Getting back to the idea of monitoring, working with urine allows you to have daily collections. We just had an oral presentation at the European Lung Cancer conference in Geneva with our collaboration with UCSD that showed that for a lung cancer patient who gets an EGFR inhibitor, we can monitor daily and have a baseline for the first seven days. And at some point in the first seven days we see massive peaks of T790M or EGFR activating mutation which is indicative of tumor cell kill by the drug. That peak is indicative of the fact that the drug is doing what it’s supposed to do to those tumor cells. When you kill the tumor cells, the genomic DNA is going to end up in the urine. The urine allows daily collection, something that you can’t really do with blood. So the urine is a very simple way of determining right away if the drug is doing what it’s supposed to be doing. It really opens up the horizons significantly and that’s why we’re so excited about it.

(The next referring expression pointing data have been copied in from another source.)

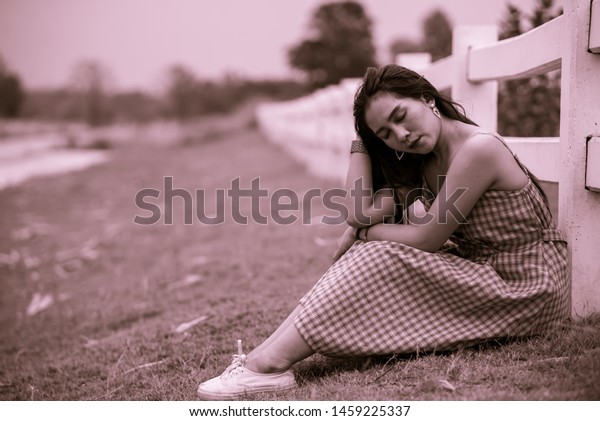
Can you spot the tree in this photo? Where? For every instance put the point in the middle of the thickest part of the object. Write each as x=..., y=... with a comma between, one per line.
x=436, y=38
x=90, y=81
x=437, y=35
x=182, y=92
x=11, y=92
x=341, y=45
x=529, y=107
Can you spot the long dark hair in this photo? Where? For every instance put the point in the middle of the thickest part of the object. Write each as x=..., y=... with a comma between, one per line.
x=387, y=171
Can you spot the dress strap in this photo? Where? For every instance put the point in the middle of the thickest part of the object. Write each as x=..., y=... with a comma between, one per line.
x=501, y=139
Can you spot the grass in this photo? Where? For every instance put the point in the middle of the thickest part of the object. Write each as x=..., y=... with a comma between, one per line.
x=120, y=290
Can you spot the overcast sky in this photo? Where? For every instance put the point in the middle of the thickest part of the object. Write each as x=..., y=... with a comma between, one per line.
x=139, y=39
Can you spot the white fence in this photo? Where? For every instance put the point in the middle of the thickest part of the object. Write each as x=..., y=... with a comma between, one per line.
x=318, y=129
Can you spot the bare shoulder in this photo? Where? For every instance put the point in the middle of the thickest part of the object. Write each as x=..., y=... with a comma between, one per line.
x=491, y=155
x=485, y=145
x=483, y=150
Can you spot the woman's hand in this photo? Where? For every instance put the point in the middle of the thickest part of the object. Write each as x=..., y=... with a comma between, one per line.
x=345, y=242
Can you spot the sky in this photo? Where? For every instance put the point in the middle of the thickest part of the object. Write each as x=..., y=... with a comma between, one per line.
x=138, y=40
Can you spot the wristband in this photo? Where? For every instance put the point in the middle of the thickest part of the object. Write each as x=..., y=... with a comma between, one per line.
x=358, y=146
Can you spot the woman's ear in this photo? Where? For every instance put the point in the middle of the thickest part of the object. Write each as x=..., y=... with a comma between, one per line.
x=428, y=100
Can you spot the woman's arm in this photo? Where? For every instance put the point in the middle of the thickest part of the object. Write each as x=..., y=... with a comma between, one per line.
x=365, y=207
x=473, y=171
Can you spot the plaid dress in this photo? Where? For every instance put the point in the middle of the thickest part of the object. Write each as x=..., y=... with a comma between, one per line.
x=503, y=274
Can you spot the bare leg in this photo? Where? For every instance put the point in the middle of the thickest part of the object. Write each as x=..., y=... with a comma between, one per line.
x=281, y=350
x=288, y=321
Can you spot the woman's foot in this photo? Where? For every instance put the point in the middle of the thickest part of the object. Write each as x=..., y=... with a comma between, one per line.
x=237, y=380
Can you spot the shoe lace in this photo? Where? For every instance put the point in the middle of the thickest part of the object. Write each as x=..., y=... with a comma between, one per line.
x=238, y=362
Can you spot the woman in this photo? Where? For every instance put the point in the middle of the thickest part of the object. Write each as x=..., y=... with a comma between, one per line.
x=483, y=260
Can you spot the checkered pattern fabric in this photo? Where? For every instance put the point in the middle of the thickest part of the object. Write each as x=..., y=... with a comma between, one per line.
x=504, y=274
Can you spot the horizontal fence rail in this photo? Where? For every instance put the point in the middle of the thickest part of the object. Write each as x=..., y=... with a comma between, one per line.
x=318, y=129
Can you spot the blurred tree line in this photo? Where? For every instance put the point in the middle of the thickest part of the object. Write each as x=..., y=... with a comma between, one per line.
x=529, y=107
x=89, y=96
x=339, y=45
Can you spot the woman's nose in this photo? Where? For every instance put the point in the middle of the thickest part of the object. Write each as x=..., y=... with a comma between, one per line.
x=401, y=133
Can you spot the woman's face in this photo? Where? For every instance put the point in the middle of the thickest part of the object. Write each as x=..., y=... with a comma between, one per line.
x=403, y=124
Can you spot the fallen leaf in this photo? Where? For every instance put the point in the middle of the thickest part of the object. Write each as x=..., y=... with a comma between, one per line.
x=39, y=303
x=188, y=325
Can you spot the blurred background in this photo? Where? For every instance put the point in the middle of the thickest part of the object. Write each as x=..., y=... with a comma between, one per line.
x=111, y=62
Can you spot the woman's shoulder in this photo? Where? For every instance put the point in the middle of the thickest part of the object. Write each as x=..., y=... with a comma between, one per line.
x=484, y=146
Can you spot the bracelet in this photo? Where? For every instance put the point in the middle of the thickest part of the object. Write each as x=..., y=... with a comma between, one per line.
x=357, y=235
x=358, y=146
x=366, y=233
x=359, y=230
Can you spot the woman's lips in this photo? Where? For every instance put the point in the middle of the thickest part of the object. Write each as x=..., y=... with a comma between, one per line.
x=412, y=144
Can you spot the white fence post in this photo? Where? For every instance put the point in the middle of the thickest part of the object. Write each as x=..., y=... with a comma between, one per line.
x=579, y=209
x=479, y=99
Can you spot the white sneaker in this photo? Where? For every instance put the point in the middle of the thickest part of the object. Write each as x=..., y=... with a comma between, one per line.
x=237, y=381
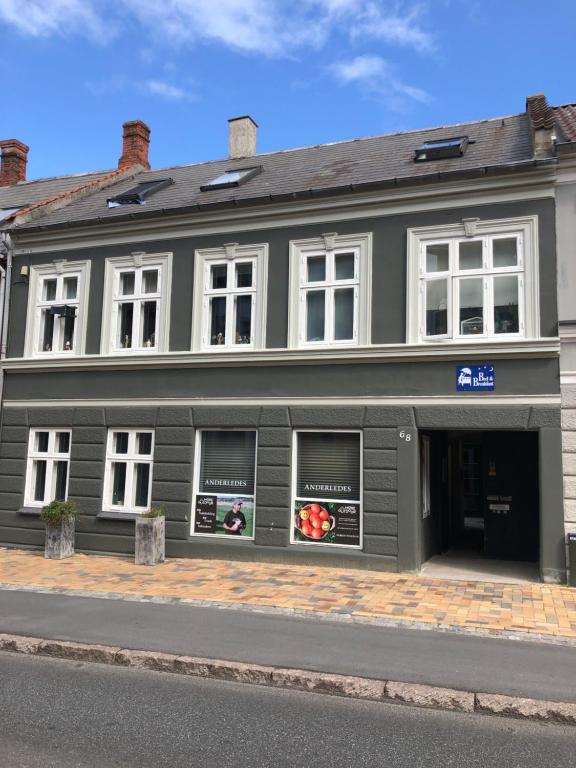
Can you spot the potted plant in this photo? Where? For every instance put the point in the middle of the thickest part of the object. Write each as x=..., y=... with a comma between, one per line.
x=58, y=517
x=150, y=541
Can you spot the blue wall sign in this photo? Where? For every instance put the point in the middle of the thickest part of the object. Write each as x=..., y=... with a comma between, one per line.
x=475, y=377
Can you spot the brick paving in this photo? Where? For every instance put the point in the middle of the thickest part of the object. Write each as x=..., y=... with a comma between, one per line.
x=536, y=609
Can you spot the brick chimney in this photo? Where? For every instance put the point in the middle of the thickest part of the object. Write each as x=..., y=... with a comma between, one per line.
x=242, y=137
x=541, y=117
x=12, y=162
x=135, y=145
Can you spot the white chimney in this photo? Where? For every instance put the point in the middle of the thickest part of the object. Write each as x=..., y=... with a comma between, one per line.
x=242, y=137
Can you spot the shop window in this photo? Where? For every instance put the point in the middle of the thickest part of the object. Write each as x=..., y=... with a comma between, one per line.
x=224, y=496
x=128, y=474
x=48, y=466
x=56, y=310
x=327, y=498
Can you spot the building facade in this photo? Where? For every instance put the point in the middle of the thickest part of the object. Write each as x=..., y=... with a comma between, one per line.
x=345, y=354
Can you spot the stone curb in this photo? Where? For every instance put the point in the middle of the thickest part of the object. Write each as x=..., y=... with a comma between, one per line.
x=349, y=686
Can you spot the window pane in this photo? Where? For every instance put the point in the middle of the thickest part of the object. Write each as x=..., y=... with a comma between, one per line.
x=506, y=304
x=436, y=307
x=62, y=442
x=218, y=320
x=41, y=442
x=142, y=484
x=471, y=306
x=126, y=323
x=437, y=257
x=219, y=276
x=316, y=269
x=61, y=474
x=39, y=480
x=148, y=324
x=144, y=443
x=120, y=442
x=470, y=254
x=118, y=482
x=150, y=281
x=127, y=282
x=70, y=287
x=344, y=314
x=505, y=252
x=315, y=315
x=244, y=275
x=243, y=319
x=344, y=266
x=49, y=292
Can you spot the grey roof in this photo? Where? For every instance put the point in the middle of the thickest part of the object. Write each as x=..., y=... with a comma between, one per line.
x=324, y=169
x=28, y=193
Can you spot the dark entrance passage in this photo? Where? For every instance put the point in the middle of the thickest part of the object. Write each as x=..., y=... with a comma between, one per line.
x=480, y=494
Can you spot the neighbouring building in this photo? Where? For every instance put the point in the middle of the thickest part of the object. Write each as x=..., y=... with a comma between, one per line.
x=344, y=354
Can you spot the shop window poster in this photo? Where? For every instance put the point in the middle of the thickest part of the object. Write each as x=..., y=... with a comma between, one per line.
x=327, y=522
x=224, y=515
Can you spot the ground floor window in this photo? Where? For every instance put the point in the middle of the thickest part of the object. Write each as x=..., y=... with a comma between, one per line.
x=128, y=474
x=224, y=486
x=47, y=470
x=327, y=490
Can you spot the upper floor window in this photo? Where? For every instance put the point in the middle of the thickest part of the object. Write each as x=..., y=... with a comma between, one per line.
x=57, y=308
x=330, y=291
x=230, y=298
x=473, y=281
x=136, y=305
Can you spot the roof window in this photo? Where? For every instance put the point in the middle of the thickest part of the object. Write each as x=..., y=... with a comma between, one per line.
x=137, y=195
x=232, y=178
x=441, y=149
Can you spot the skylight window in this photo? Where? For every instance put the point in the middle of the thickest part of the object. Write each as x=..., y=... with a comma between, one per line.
x=137, y=195
x=441, y=149
x=233, y=178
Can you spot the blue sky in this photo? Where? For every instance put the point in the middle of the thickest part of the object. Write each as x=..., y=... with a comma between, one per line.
x=308, y=71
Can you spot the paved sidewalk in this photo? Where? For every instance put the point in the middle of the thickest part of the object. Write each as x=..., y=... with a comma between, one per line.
x=532, y=610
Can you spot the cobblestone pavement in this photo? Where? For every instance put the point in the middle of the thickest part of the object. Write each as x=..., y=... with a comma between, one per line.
x=536, y=609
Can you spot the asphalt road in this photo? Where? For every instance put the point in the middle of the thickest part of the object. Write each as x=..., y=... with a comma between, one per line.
x=535, y=670
x=62, y=714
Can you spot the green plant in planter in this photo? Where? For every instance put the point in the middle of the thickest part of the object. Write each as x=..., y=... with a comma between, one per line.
x=57, y=512
x=154, y=512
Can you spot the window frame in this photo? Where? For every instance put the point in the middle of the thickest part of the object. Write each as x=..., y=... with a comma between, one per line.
x=57, y=270
x=294, y=488
x=51, y=456
x=137, y=262
x=131, y=458
x=196, y=482
x=230, y=254
x=525, y=229
x=330, y=245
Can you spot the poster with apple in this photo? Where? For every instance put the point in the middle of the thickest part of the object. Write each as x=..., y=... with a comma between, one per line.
x=327, y=522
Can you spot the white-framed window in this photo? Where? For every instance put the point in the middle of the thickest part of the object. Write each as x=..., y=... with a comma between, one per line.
x=224, y=483
x=137, y=304
x=327, y=488
x=128, y=473
x=57, y=308
x=47, y=467
x=230, y=298
x=473, y=281
x=330, y=290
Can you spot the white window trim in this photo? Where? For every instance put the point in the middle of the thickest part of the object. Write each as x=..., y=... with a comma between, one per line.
x=39, y=273
x=203, y=258
x=325, y=244
x=294, y=497
x=131, y=458
x=196, y=482
x=50, y=456
x=529, y=310
x=134, y=261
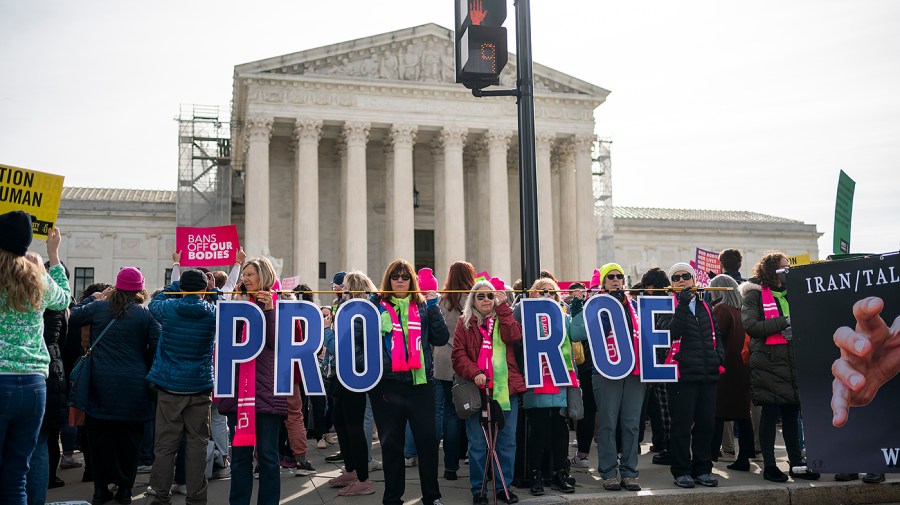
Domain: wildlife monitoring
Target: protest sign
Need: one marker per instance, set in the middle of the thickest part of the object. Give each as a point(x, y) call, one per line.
point(207, 247)
point(857, 302)
point(707, 262)
point(33, 192)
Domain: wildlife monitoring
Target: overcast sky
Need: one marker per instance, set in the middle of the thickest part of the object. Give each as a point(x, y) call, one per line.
point(715, 105)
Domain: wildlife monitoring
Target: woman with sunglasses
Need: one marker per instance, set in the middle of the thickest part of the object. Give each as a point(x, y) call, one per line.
point(484, 353)
point(410, 325)
point(549, 431)
point(619, 401)
point(700, 357)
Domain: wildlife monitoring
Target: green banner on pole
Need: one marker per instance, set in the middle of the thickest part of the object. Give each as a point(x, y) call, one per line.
point(843, 212)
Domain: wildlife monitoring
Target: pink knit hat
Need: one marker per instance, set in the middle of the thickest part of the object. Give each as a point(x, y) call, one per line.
point(130, 279)
point(427, 282)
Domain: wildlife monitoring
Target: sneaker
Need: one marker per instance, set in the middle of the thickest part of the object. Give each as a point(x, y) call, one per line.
point(580, 462)
point(357, 488)
point(67, 462)
point(304, 469)
point(343, 480)
point(873, 478)
point(337, 458)
point(684, 481)
point(631, 484)
point(707, 480)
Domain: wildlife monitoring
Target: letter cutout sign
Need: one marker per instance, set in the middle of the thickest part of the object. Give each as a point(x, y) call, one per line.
point(538, 346)
point(232, 348)
point(288, 351)
point(348, 315)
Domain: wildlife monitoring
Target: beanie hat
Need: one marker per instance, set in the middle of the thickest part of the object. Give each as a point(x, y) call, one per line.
point(677, 267)
point(130, 279)
point(15, 232)
point(193, 280)
point(427, 281)
point(595, 279)
point(607, 268)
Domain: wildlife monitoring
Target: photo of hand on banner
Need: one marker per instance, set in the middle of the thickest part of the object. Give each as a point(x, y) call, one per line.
point(870, 357)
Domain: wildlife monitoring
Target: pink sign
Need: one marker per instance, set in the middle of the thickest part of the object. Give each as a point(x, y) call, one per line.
point(707, 263)
point(207, 247)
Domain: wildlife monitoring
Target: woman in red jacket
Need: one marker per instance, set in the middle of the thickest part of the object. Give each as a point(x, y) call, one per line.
point(483, 353)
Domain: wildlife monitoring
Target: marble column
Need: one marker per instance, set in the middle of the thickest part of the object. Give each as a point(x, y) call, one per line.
point(451, 212)
point(584, 184)
point(307, 133)
point(497, 142)
point(399, 201)
point(568, 228)
point(354, 203)
point(258, 131)
point(546, 223)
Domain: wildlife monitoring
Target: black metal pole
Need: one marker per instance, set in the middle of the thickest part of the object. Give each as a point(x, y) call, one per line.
point(531, 255)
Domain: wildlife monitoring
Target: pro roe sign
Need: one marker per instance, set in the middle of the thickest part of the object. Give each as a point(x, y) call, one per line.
point(207, 247)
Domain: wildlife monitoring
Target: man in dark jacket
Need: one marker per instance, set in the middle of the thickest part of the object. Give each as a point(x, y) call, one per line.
point(182, 373)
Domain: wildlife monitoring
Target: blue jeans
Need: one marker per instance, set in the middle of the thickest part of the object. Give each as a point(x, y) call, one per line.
point(447, 423)
point(267, 429)
point(23, 399)
point(505, 446)
point(38, 471)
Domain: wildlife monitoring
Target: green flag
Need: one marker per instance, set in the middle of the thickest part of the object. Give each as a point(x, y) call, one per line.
point(843, 211)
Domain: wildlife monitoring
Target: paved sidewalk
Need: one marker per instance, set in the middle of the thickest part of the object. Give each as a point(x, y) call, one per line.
point(735, 487)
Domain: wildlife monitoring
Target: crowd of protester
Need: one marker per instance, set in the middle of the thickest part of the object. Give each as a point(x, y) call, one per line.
point(149, 405)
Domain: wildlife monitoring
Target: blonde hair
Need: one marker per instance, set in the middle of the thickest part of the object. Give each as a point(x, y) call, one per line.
point(21, 282)
point(359, 284)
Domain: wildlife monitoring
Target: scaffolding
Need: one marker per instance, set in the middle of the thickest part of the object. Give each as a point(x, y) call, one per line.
point(603, 211)
point(204, 167)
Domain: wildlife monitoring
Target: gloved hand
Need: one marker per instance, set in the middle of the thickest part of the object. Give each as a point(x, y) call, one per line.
point(685, 296)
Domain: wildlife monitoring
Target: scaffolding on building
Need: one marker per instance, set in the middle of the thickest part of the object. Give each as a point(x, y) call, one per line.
point(603, 211)
point(204, 167)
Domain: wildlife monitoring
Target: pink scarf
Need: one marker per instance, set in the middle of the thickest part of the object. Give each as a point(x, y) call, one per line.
point(405, 356)
point(770, 311)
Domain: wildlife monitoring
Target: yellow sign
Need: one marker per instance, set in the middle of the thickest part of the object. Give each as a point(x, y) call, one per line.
point(33, 192)
point(800, 259)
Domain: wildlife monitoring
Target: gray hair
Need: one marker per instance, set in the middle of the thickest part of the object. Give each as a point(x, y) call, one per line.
point(730, 297)
point(469, 306)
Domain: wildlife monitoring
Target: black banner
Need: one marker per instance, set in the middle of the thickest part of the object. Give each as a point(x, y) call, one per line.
point(846, 319)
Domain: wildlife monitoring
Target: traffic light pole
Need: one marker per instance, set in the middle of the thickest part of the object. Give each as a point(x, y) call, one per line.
point(531, 255)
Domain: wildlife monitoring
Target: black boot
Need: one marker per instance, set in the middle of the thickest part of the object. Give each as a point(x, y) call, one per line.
point(537, 483)
point(561, 482)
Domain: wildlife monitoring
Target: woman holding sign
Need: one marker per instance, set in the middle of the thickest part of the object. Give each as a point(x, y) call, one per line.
point(773, 366)
point(410, 325)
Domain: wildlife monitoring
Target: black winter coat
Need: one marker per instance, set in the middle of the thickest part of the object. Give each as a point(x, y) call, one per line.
point(57, 412)
point(773, 368)
point(701, 354)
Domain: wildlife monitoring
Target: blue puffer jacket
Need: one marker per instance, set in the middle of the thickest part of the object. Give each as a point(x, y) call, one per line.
point(183, 362)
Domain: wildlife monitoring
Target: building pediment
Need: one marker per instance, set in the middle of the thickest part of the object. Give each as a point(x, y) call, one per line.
point(422, 54)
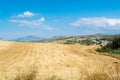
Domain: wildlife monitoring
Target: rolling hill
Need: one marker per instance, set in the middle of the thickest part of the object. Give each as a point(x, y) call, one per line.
point(53, 61)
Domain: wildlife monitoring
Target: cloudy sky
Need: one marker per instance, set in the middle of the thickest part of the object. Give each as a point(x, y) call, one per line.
point(47, 18)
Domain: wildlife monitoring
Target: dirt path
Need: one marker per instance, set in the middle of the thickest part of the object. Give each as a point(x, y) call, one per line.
point(51, 60)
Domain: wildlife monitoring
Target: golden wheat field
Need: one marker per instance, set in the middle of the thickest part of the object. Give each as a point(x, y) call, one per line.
point(53, 61)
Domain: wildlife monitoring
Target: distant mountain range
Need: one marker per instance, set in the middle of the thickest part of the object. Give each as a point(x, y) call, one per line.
point(29, 38)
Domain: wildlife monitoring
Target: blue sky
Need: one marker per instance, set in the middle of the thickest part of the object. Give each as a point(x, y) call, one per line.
point(47, 18)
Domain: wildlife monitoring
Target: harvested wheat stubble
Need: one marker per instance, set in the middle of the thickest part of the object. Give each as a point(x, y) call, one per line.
point(52, 61)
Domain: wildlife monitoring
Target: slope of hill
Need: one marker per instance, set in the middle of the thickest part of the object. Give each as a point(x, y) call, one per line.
point(52, 61)
point(29, 38)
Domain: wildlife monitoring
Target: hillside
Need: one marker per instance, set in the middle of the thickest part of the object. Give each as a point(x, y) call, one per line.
point(29, 38)
point(53, 61)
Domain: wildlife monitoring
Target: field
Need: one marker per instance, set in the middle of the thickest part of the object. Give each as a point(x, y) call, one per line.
point(53, 61)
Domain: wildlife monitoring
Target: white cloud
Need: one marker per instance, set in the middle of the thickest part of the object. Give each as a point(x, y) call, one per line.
point(29, 23)
point(97, 22)
point(24, 14)
point(48, 28)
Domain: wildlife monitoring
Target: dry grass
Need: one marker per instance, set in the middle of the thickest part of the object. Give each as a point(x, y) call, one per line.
point(52, 61)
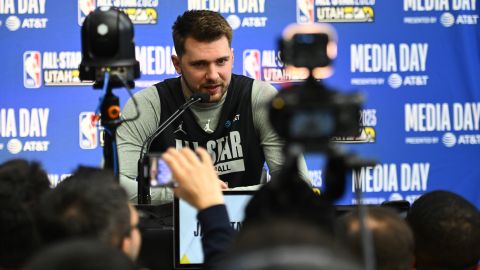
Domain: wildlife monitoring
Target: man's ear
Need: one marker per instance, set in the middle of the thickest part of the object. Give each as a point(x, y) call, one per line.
point(176, 64)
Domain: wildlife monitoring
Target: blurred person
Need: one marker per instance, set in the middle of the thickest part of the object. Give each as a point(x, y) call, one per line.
point(233, 126)
point(81, 255)
point(446, 228)
point(90, 204)
point(197, 184)
point(393, 242)
point(18, 236)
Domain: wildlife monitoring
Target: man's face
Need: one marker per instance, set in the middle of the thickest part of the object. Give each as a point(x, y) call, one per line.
point(206, 67)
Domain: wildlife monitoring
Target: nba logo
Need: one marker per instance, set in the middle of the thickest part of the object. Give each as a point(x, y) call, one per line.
point(305, 11)
point(84, 8)
point(251, 64)
point(88, 130)
point(32, 73)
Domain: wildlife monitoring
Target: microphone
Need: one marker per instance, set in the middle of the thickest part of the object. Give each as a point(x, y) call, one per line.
point(143, 193)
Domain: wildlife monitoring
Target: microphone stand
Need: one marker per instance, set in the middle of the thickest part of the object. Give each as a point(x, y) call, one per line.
point(143, 184)
point(110, 120)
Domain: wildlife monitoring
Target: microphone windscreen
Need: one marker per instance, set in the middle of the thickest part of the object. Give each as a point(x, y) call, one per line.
point(203, 97)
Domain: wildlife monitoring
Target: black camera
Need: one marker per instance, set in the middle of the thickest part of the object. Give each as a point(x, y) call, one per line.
point(310, 113)
point(108, 44)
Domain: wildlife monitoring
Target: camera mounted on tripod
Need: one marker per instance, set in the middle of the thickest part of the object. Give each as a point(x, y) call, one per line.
point(310, 113)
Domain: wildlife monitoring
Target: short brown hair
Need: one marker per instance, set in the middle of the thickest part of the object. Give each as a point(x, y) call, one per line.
point(201, 25)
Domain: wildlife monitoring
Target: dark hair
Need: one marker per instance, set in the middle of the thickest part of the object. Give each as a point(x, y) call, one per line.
point(90, 203)
point(201, 25)
point(23, 179)
point(81, 255)
point(18, 237)
point(392, 238)
point(286, 244)
point(447, 231)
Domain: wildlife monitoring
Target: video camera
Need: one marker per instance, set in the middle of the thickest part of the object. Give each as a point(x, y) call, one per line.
point(311, 113)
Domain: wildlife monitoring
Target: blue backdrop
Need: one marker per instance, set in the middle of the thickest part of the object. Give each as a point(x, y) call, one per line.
point(417, 62)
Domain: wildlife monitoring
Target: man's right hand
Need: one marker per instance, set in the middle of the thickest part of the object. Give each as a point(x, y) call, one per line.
point(198, 183)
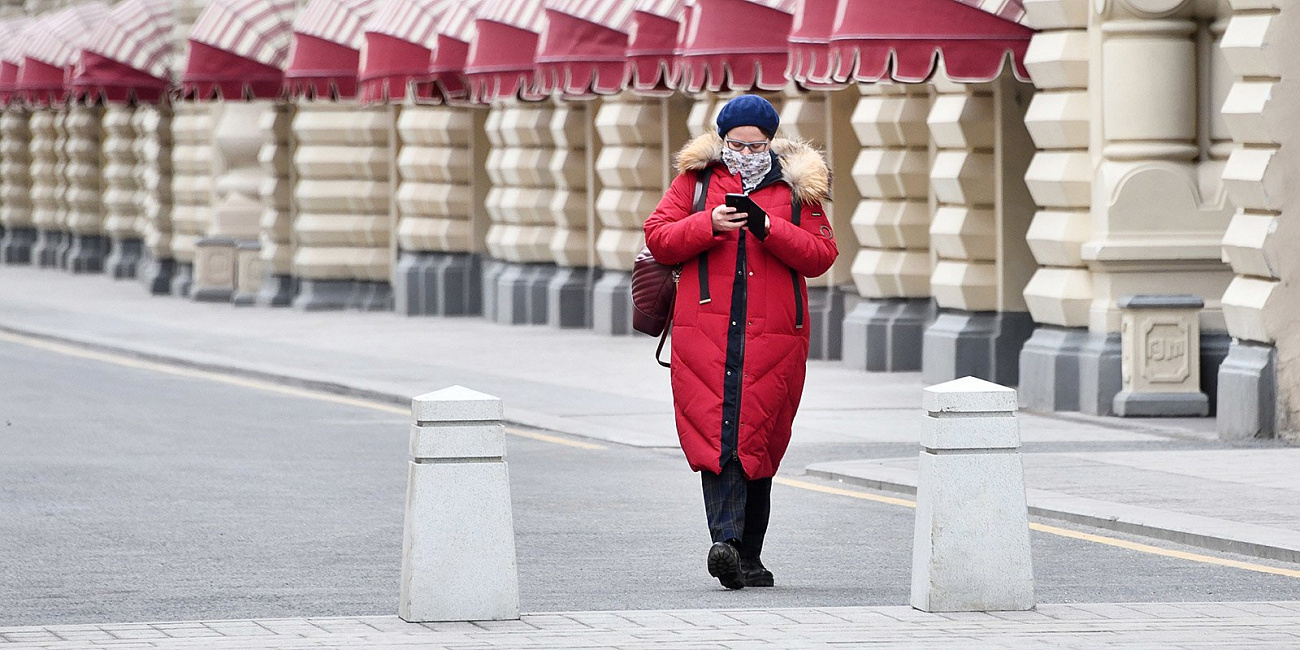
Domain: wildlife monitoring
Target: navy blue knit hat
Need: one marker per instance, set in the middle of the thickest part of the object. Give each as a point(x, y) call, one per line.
point(748, 111)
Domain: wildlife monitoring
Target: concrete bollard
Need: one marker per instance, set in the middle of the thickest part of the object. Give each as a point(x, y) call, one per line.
point(971, 545)
point(458, 547)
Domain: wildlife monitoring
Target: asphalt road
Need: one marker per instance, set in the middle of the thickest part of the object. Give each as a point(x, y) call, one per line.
point(129, 494)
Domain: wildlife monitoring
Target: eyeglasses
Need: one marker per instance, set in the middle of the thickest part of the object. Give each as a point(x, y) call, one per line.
point(755, 147)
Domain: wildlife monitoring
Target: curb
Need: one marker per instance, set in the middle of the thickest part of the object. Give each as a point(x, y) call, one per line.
point(1197, 531)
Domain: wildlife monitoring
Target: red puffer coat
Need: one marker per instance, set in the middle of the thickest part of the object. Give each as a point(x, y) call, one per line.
point(740, 341)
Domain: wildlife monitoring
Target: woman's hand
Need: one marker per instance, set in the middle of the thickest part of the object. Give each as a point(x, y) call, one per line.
point(723, 217)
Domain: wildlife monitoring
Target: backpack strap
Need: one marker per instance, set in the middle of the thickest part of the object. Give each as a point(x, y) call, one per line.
point(701, 200)
point(697, 206)
point(796, 215)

AllSeq – How are you using NGS in your assays?
Dr. Erlander – We use standard sequencing with an upfront enrichment for the mutations out of the wild-type background. We do targeted sequencing and we block wild-type amplification, significantly reducing the wild-type background, enabling the detection of the sequences with the somatic mutation. This gives us much higher sensitivity. We use NGS to count the number of sequences we see along with controls so that we can extrapolate back to an actual quantitation of how much was present in the initial sample.
AllSeq – What improvements in NGS are you looking for?
Dr. Erlander – We don’t need longer reads because we look at very short sequences. Error rates are always an issue. We control for those, but the lower the error rate the less the background and the greater the sensitivity. We’re currently using the MiSeq platform, but we may switch to a HiSeq just to get the deeper sequencing for added sensitivity. I would love to have the sequencing be cheaper. Because it’s expensive, we’re forced to look at other platforms as well.
But a lot of the improvements will likely have to come from our proprietary upfront processing – the building of the libraries. You have to manipulate upfront from the sequencer at this point. Sequencing is the workhorse, but to have the sensitivities that we’re talking about, enrichment for the mutations prior to sequencing is required.